I love happy endings, but this story doesn’t have one. At least not as far as my earthly life is concerned. I still have to discipline myself in my reactions and attitudes concerning my body, because I’m now forced to deal with post-polio syndrome. 30 to 35 years after the onset of polio, a whole new set of symptoms crop up: bone-crushing fatigue, increasing muscle weakness, and pain. So far I don’t have much trouble with the pain part (thank You LORD!!!!), but I’ve had to completely restructure my lifestyle to accommodate a body that is losing strength and ability.

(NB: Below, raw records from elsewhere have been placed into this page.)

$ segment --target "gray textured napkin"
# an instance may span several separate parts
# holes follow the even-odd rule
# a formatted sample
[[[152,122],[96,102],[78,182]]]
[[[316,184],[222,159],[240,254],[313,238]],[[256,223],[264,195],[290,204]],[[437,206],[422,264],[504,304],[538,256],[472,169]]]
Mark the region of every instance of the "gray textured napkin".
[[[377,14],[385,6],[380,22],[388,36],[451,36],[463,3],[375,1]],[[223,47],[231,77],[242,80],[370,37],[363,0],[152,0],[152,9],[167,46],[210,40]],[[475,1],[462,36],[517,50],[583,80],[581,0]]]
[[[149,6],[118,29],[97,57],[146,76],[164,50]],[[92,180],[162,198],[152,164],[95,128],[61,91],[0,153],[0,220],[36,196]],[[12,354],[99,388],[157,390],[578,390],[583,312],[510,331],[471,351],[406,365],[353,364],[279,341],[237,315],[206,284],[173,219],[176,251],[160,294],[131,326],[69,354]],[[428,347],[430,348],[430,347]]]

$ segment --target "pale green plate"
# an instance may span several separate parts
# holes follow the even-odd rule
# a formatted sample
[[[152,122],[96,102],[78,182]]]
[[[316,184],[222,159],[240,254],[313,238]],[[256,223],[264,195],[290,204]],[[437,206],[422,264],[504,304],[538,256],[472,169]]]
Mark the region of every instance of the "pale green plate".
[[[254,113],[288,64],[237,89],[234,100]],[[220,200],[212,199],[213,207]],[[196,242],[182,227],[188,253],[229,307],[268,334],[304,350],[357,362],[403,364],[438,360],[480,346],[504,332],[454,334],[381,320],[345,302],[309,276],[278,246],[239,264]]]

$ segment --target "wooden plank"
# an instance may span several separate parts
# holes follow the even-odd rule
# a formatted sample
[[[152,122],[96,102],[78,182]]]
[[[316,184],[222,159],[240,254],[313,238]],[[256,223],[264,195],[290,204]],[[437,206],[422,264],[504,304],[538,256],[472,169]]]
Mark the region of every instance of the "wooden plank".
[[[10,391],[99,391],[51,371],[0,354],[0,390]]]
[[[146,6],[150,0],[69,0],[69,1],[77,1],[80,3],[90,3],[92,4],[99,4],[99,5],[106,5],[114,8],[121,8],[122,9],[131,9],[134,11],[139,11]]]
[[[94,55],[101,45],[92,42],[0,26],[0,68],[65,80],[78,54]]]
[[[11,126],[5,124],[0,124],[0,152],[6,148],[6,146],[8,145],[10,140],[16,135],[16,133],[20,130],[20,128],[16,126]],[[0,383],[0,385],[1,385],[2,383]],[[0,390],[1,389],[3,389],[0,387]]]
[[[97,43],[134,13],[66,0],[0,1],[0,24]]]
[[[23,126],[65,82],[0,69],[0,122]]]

One day, as I was reading 2 Corinthians 12, I puzzled over Paul’s re-statement of what God told him concerning his thorn in the flesh: that His power was perfected in weakness. I knew there was a nugget of comforting wisdom in that, and asked God to reveal to me what He meant. He answered my prayer one day when I was looking out a large plate glass window. Next to it was an expanse of brick wall. I was able to look out through the window and see not only a beautiful landscape outside, but I noticed that the sunlight was streaming in through the window. The sun was shining on the other side of the brick wall, too, but I couldn’t see it. Then I realized that a glass window is fragile, transparent, and easily broken, but it lets the light shine through. A brick wall is strong, opaque, and is difficult to break it down, but nothing gets through it. When we are weak, whether physically or emotionally, we’re like the fragile glass window, and God’s power can stream through us, bringing power where we are powerless. When we’re strong, like the brick wall, it’s difficult to trust God because we’re content in our own human strength–but no light, no supernatural power comes through. I am at the place where I’d rather be a window than a wall, because I want God’s power and light to shine through me more than I want strength within myself.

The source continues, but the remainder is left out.